Damaged intestinal mucosa are considered a major portal of entry. E. piscicida utilizes actin condensation for entry into epithelial cells. This species is capable of intracellular survival within epithelial cells and macrophages. Following host entry, E. piscicida can disseminate systemically and infect multiple organs.
=== Signs and symptoms ===
Fish infected with edwardsielliosis commonly present with skin discoloration, ulcerative lesions, ascites, and exophthalmia. Septicemia and hemorrhaging may also occur. Internal lesions may include granulomas, necrosis of the liver and kidney, and abscesses.

=== Treatment ===
Edwardsiella piscicida is generally susceptible to antibiotics commonly used to treat edwardsiellosis, including trimethoprim/sulfamethoxazole, florfenicol, oxytetracycline, and enrofloxacin. Acquired resistance to trimethoprim, oxytetracycline, and moxifloxacin have been reported.

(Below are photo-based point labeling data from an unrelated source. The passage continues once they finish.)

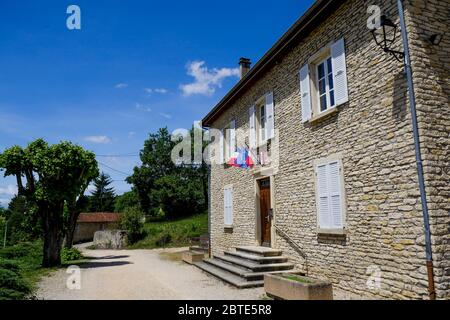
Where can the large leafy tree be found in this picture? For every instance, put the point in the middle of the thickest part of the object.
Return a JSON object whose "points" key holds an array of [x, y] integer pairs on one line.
{"points": [[156, 163], [103, 197], [176, 189], [52, 178]]}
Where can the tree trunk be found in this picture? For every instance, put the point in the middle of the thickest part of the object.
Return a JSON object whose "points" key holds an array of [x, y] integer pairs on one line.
{"points": [[71, 229], [53, 237]]}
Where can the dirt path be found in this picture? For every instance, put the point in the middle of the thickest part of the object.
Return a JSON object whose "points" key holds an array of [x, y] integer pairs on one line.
{"points": [[140, 275]]}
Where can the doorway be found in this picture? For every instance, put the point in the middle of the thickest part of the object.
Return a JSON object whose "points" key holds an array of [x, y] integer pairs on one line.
{"points": [[265, 209]]}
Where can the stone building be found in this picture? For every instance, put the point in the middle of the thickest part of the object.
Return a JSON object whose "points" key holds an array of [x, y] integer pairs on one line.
{"points": [[335, 183], [89, 223]]}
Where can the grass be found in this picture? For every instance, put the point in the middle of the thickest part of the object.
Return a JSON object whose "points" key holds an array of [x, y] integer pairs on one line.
{"points": [[20, 267], [21, 270], [172, 234]]}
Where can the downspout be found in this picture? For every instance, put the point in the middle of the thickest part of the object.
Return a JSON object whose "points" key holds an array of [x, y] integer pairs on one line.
{"points": [[423, 195]]}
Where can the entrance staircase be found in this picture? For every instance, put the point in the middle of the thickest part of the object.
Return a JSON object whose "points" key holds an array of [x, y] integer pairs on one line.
{"points": [[245, 267]]}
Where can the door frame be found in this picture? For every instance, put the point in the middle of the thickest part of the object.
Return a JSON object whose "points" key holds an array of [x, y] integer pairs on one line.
{"points": [[258, 224]]}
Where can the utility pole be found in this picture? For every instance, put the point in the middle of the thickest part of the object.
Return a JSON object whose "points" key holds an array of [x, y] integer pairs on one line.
{"points": [[420, 173], [6, 231]]}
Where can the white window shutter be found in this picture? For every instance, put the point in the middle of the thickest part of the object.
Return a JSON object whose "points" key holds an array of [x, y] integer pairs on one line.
{"points": [[305, 92], [252, 127], [221, 147], [270, 120], [228, 206], [334, 184], [232, 144], [323, 197], [339, 71]]}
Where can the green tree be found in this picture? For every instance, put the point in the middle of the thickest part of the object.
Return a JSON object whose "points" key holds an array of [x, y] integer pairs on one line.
{"points": [[103, 197], [156, 163], [176, 189], [50, 177], [126, 200], [132, 221]]}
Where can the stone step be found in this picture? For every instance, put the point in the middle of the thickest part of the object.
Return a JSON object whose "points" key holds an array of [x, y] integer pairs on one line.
{"points": [[256, 267], [260, 251], [257, 258], [229, 277], [242, 272], [198, 249]]}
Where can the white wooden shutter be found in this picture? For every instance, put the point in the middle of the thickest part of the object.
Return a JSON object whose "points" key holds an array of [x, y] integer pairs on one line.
{"points": [[228, 206], [221, 147], [334, 185], [339, 71], [270, 121], [252, 127], [232, 144], [323, 197], [305, 92]]}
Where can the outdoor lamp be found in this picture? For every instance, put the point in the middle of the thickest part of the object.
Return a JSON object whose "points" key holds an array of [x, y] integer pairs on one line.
{"points": [[385, 36]]}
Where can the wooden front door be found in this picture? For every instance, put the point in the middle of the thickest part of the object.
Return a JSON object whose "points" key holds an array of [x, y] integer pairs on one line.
{"points": [[265, 211]]}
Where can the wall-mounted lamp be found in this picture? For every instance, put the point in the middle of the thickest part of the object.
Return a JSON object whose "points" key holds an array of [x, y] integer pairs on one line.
{"points": [[436, 39], [385, 36]]}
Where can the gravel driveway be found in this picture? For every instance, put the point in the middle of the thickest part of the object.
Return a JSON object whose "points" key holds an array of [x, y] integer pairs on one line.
{"points": [[140, 275]]}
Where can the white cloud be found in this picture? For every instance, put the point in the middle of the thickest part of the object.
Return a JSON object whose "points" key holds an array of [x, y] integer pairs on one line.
{"points": [[98, 139], [165, 115], [141, 107], [157, 90], [10, 190], [206, 81]]}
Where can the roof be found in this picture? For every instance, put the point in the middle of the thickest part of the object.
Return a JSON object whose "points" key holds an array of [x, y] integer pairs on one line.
{"points": [[319, 11], [99, 217]]}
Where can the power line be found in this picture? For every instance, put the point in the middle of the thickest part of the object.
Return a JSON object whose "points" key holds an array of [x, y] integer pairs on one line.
{"points": [[115, 170]]}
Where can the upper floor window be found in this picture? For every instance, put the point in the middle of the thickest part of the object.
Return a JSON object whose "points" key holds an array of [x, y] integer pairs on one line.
{"points": [[323, 81], [261, 121], [325, 85]]}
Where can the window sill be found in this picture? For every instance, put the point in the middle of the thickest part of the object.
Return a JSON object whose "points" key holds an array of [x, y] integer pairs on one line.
{"points": [[323, 115], [335, 232]]}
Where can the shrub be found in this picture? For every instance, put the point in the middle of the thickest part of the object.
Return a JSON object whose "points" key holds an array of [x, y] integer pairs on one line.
{"points": [[132, 221], [12, 286], [71, 254]]}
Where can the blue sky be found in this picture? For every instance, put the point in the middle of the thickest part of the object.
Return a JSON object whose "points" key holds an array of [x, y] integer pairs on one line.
{"points": [[134, 66]]}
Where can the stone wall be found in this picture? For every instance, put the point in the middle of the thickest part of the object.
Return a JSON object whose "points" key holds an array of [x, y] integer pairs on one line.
{"points": [[431, 66], [373, 133]]}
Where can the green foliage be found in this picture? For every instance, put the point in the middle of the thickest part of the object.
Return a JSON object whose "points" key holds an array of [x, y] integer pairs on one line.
{"points": [[176, 190], [176, 233], [56, 175], [133, 222], [20, 268], [178, 194], [103, 197], [72, 254], [127, 200]]}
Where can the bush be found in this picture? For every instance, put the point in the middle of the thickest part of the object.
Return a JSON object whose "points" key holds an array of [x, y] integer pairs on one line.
{"points": [[132, 221], [12, 286], [72, 254]]}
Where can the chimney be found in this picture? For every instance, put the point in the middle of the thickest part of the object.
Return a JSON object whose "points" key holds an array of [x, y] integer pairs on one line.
{"points": [[244, 66]]}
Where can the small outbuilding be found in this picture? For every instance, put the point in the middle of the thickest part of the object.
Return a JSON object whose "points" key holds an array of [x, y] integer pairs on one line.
{"points": [[89, 223]]}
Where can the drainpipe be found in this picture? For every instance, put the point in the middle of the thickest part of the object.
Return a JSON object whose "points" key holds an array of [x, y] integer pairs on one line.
{"points": [[423, 195]]}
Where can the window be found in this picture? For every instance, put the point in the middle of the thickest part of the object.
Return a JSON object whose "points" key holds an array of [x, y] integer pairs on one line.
{"points": [[330, 195], [261, 121], [228, 205], [323, 81], [325, 85]]}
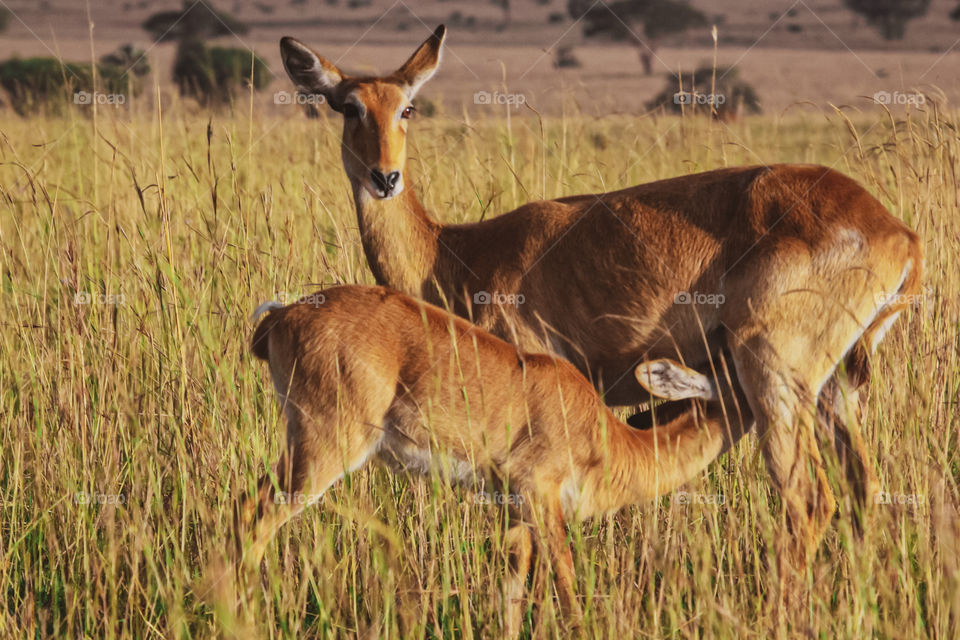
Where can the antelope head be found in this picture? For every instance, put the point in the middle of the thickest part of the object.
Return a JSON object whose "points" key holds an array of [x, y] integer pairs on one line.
{"points": [[375, 109]]}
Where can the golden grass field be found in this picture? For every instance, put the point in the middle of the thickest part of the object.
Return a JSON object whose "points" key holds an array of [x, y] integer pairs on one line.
{"points": [[135, 246]]}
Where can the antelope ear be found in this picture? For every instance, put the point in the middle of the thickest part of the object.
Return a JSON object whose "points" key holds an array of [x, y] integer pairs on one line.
{"points": [[422, 64], [673, 381], [311, 73]]}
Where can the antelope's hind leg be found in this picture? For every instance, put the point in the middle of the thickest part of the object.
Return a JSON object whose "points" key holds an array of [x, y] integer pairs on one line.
{"points": [[519, 548], [319, 451]]}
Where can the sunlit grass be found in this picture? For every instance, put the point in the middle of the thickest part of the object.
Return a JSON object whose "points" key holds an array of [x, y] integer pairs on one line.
{"points": [[134, 250]]}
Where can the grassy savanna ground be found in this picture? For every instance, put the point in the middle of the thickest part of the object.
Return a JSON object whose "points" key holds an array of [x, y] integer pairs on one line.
{"points": [[134, 249]]}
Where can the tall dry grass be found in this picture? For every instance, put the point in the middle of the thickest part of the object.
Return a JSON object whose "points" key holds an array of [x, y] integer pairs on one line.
{"points": [[134, 248]]}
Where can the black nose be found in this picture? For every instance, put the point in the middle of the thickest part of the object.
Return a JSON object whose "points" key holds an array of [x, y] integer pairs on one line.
{"points": [[384, 183]]}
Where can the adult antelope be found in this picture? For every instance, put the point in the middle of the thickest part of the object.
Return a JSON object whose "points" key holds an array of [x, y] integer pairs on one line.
{"points": [[435, 392], [813, 270]]}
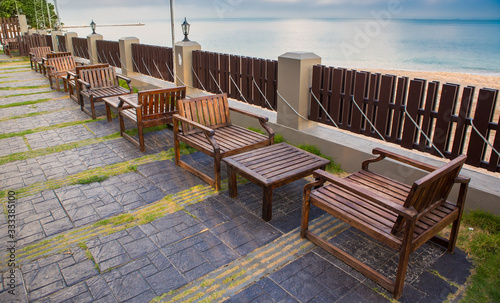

Phage therapy is being explored as a possible alternative to antibiotics. The bacteriophage EPP-1 has been shown to effectively inhibit E. piscicida growth and improve survival outcomes in zebrafish.

=== Prevention ===
Vaccines are a validated, cost-effective preventative measure that can be taken against bacterial infections. An adjuvanted formalin-killed vaccine was developed that showed 90-100% relative percent survival. Live attenuated vaccines generated through disrupting secretion systems or regulatory genes have also been shown to be effective at preventing E. piscicida infection in experimental infection models. However, they are unlikely to be suitable for aquaculture due to environmental concerns.